Hello there, bloggers! I have returned from a long hiatus from penning my 80’s movie reviews. For my latest critique, I have chosen the recently released second adaptation of Stephen King’s 1986 horror novel “It” as a “Pre Halloween Review.” Set in King’s typical imagined town of Derry, Maine, it follows a shape-shifting alien who takes the form of a creepy clown named Pennywise the Dancing Clown or “It” who stalks through the town, luring, tormenting and killing young children.
“It” received a two part miniseries in 1990, which centred on seven misfits known as “The Losers Club” as they bond together to take down Pennywise, and meet up twenty seven years later for the same purpose after the child killings continue. In my opinion, that movie was alright, but wasn’t particularly scary ,with slightly dated special effects. The story is stronger in the first half then in the second, with the child actors generally delivering solid performances. However, the adult scenes seemed less than impressive, with the actors giving unintentionally funny deliveries. The only true consistently great thing about the miniseries was the always terrific Tim Curry as the clown in question.
The remake only focuses on the characters as kids, and updates the childhood portions from 1958 to 1989. In the deeply chilling opening scene, little Georgie (Jackson Robert Scott) goes outside to play with a paper boat his beloved brother Bill (Jaeden Lieberher) made for him, only to disappear without a trace after an encounter with sinister clown Pennywise (Bill Skarsgard) in the sewers. A few months later, Bill, in denial about his brother’s death, starts to be plagued with eerie visions. He bands up with six other teenage outcasts, consisting of brainy newcomer Ben (Jeremy Ray Taylor), pretty Beverly (Sophia Lillis), loudmouth joker Richie (Finn Wolfhard), smothered Mama’s Boy Eddie (Jack Dylan Grazer), rational Stan (Wyatt Oleff) and homeschooled Mike (Chosen Jacobs), who have also run afoul of Pennywise. They come to realize that all of the killings lead back to the basement of a spooky old house, where Bill vows to take down whatever killed Georgie, once and for all…
Even though I’m mostly indifferent towards the vast majority of horror films, “It” ended up being better than I expected it to be. Under Andy Muschietti’s direction, this adaption manages to actually be unsettling and jumpy. Bill Skarsgard is legitimately frightening as Pennywise. Unlike Curry, who was more of a comical clown than a threatening one, Skarsgard aims for a more subtle approach, which is more effective manner you’d expect of a murderous killing clown.
The child performers especially added to my enjoyment of this movie. I continue to be pleasantly marveled by the sheer caliber of young actors in Hollywood nowadays, thanks to the popularity of “Stranger Things” (incidentically, both of them feature Finn Wolfhard as a cast member). All of the principal cast shared fantastic chemistry together, and it’s easy to tell that they’re close in real life.

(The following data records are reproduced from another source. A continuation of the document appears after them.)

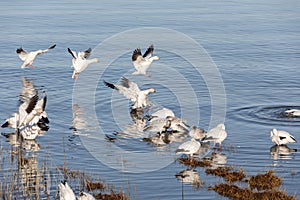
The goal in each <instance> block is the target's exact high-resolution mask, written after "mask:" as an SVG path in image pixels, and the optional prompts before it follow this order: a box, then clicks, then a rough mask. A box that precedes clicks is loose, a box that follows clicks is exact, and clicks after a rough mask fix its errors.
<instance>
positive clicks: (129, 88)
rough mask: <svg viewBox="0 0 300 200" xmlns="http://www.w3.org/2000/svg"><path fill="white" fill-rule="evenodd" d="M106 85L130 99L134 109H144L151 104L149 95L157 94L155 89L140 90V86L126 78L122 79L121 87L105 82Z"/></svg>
mask: <svg viewBox="0 0 300 200" xmlns="http://www.w3.org/2000/svg"><path fill="white" fill-rule="evenodd" d="M104 84H105V85H106V86H108V87H110V88H112V89H115V90H117V91H119V92H120V93H121V94H123V95H124V96H125V97H127V98H128V99H130V100H131V101H132V102H133V103H134V104H133V106H132V107H131V108H132V109H138V108H144V107H146V106H148V105H149V104H150V102H149V101H148V98H147V97H148V94H149V93H152V92H156V90H155V89H153V88H150V89H147V90H140V89H139V87H138V85H137V84H136V83H134V82H132V81H130V80H128V79H127V78H125V77H122V78H121V85H115V84H112V83H108V82H106V81H104Z"/></svg>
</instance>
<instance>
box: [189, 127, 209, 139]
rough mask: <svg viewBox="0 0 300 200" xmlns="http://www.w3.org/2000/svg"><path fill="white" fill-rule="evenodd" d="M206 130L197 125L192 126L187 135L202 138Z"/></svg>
mask: <svg viewBox="0 0 300 200" xmlns="http://www.w3.org/2000/svg"><path fill="white" fill-rule="evenodd" d="M205 133H206V131H205V130H203V129H201V128H198V127H197V126H193V127H192V128H191V130H190V131H189V136H191V137H192V138H195V139H196V140H202V139H203V138H204V137H205Z"/></svg>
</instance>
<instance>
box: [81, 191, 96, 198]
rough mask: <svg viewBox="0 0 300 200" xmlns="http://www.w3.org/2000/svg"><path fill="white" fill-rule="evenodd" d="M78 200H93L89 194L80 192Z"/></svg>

Although all the core ensemble cast were excellent, a few of them really stood out in my opinion. These standouts include Sophia Lillis as Bev, who is dealing with some messed up family issues from her horrible home life, Jack Dylan Grazer as the dorky, germ phobic Eddie, and Finn Wolfhard as Richie, the foul mouthed joker of the pack. For those who are used to seeing Wolfhard as the sweet, soft spoken Mike from “Stranger Things”, it can initially seem like something of a culture shock. But many of Richie’s quips made me crack up, particularly one about Bev bearing a resemblance to 80’s teen icon, Molly Ringwald.
Although marketed as a horror film, a core theme of the movie revolves around the kids coming of age, and realizing that their childhoods and their innocence are well and truly over. Pennywise exploits this, as he torments the group by morphing into their greatest fears (a leper for germ hating Eddie, a torrent of blood for Bev, who fears her impending womanhood, while Bill keeps being plagued with visions of Georgie).
If I did have to issue some minor nitpicks, it would have to that some of the jump scares felt a little forced and cliched. Also, some of the bullies harassing the main characters seemed very one dimensional and flat, since their only apparent function was to serve as generic antagonists.
All in all, “It”(2017) earns a rating of 4 out of 5 stars from me. It’s a perfect way to kick off the Halloween season before it arrives, so it’s worth checking out if you love a good scare! I’d also recommend watching the first series of “Stranger Things” in preparation for its second season, due out next month!Plus, a second chapter of “It” is confirmed to be in the works, set for a 2019 release date. Happy Watching!